Blades: renacentista del siglo XXI

Lea la columna de opinión de Hiram Guadalupe

Por Hiram Guadalupe

Hace medio siglo que el cantautor panameño Rubén Blades comenzó a componer canciones que se han volcado en un trabajo intelectual de gran valía, convirtiendo sus líricas en poemas, ensayos y metarrelatos que ponen en evidencia muchas de las injusticias que viven los países de América.

Su trabajo creativo nos presenta un arte vanguardista y provocador. Traza una revalorización del humanismo subrayando el espíritu crítico y racionalista de sus composiciones que, ante todo, cuestionan el orden social y sus vicios, desigualdades e hipocresía, razón por la que se ha convertido en portaestandarte de ideas y consignas que han animado luchas sociales y políticas en diversas partes del mundo.

Su creación desafía toda clasificación en el arte, considerando que ha sabido brillar con su talento en los principales escenarios del mundo. Por eso, más que cantautor, Blades puede ser cualificado como un artista renacentista que ha recorrido con éxito las páginas del cancionero popular latinoamericano, las tablas de los principales proscenios en tierra estadounidense y dominando a perfección las técnicas del séptimo arte. Todo en un acto de unidad y sincronía espléndida.

La dimensión humanística y política de Blades está presente desde el lanzamiento del disco que produjo en 1970 junto a la orquesta de Pete Rodríguez, From Panamá To New York, en el cual presentó los parámetros que marcarían la mayoría de los temas de sus composiciones: la denuncia social, el orgullo de ser latinoamericano, la lucha contra las injusticias y aspectos diversos que expresan los entramados de las relaciones amorosas.

De esa manera, en poco tiempo logró convertir la salsa en un movimiento musical que, además de provocar el goce y el contoneo de los cuerpos al bailar, evocaba a la reflexión. Así, al igual que el compositor puertorriqueño Catalino “Tite” Curet Alonso, le imprimió un nuevo sentido a la salsa al introducir en sus temas historias y personajes que retrataban la vida diaria de la mujer y el hombre latinoamericano común y sencillo.
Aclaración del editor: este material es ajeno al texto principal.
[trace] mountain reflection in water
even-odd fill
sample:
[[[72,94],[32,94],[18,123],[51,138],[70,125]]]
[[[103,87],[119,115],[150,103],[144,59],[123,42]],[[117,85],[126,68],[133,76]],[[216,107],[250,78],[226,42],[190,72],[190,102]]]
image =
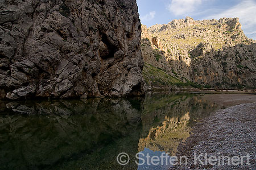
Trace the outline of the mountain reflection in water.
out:
[[[217,109],[184,93],[1,101],[0,169],[143,169],[137,153],[175,155],[191,126]],[[130,155],[125,167],[116,160],[121,152]]]

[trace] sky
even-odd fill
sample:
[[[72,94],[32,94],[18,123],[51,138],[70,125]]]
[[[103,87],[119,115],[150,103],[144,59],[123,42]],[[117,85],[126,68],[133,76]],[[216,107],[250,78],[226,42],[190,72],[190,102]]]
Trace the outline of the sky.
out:
[[[249,38],[256,40],[256,0],[137,0],[141,23],[150,27],[187,16],[195,20],[240,19]]]

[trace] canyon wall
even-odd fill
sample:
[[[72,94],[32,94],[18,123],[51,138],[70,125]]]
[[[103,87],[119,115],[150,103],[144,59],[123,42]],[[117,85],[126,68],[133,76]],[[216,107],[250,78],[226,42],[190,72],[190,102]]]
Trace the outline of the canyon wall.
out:
[[[0,15],[0,98],[144,94],[135,0],[4,0]]]
[[[150,73],[153,68],[164,76],[156,80],[162,84],[169,76],[173,86],[182,85],[180,80],[198,87],[256,87],[255,41],[243,34],[238,18],[186,17],[142,30],[143,74],[150,88],[159,86],[155,77],[159,74]]]

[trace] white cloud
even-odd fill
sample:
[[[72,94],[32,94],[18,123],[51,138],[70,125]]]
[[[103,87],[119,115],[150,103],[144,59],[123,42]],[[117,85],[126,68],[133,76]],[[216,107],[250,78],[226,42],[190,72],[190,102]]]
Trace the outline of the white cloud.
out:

Pero no todo ha sido fácil en la trayectoria de este veterano cantautor. Y es que Blades ha desafiado las pautas fijadas por los monopolios del mercado musical. Su primer reto fue la producción del álbum Siembra, lanzado en 1978 para el sello Fania, en tiempos en que el artista protagonizó uno de los binomios más importantes de la historia salsera junto a Willie Colón.

Siembrase convirtió en el disco de salsa de mayor comercialización registrado hasta ese entonces, con ventas que superó el millón de copias, además de ganar varios premios. Mas el mayor logro de esa producción fue trastocar los patrones melódicos dominantes al imponer un estilo de canción distinta, con temas largos repletos de narraciones con alto contenido sociopolítico, como se aprecia en “Plástico” y “Pedro Navaja”.

Un segundo reto fue su ópera prima “Maestra vida”, una producción ejemplar de dos volúmenes que presenta un sonoro relato urbano, destacando el humor del barrio que ha caracterizado su forma de componer.

Poco después se lanzó al desafío del proyecto Seis del Solar, en el que revivió la rítmica sonora de los sextetos en momentos en que el mercado fijaba su atención en las orquestas. De esa experiencia surgió Buscando América y Escenas, dos de los trabajos emblemáticos en el catálogo del cantautor y en el que traza una mirada sociológica a los complejos escenarios políticos y sociales del continente americano, plasmando con fuerza las persecuciones políticas, el discrimen, las artimañas del imperio estadounidense para ejercer su control sin límites ni consideraciones humanas.

Y es que, como cantante y compositor, Blades ha sido un gran político. Pero no solo el político de la escena electoral, que también lo fue cuando se aventuró a una candidatura presidencial en su país para las elecciones de 1994, sino el político en el sentido más amplio de la expresión.

Más aún, a lo largo de sus 50 años de historia, Blades también ha sido capaz de torcer los patrones rítmicos tradicionales de la música caribeña para ofrecer una propuesta sonora que da cuenta de la amalgama de influencias que nos nutren. Se trata de una fórmula dirigida a la universalización de los ritmos y estilos que conforman la música latina, en su afán de culturizar y engrandecer los sonidos latinos.

Es una experiencia que está plasmada en muchos de sus discos, desde Maestra vida, Buscando América, Escenas, Antecedentes, Cantares del subdesarrollo y Mundo, por solo mencionar algunos.

Para los puertorriqueños, Blades, además de un artista que ha hecho grandes aportaciones musicales al pentagrama antillano, es un hijo más de esta tierra. Siempre aliado en defensa de nuestras causas justas y nobles; siempre solidario con nuestras luchas a favor de la construcción de una sociedad más democrática, justa y equitativa.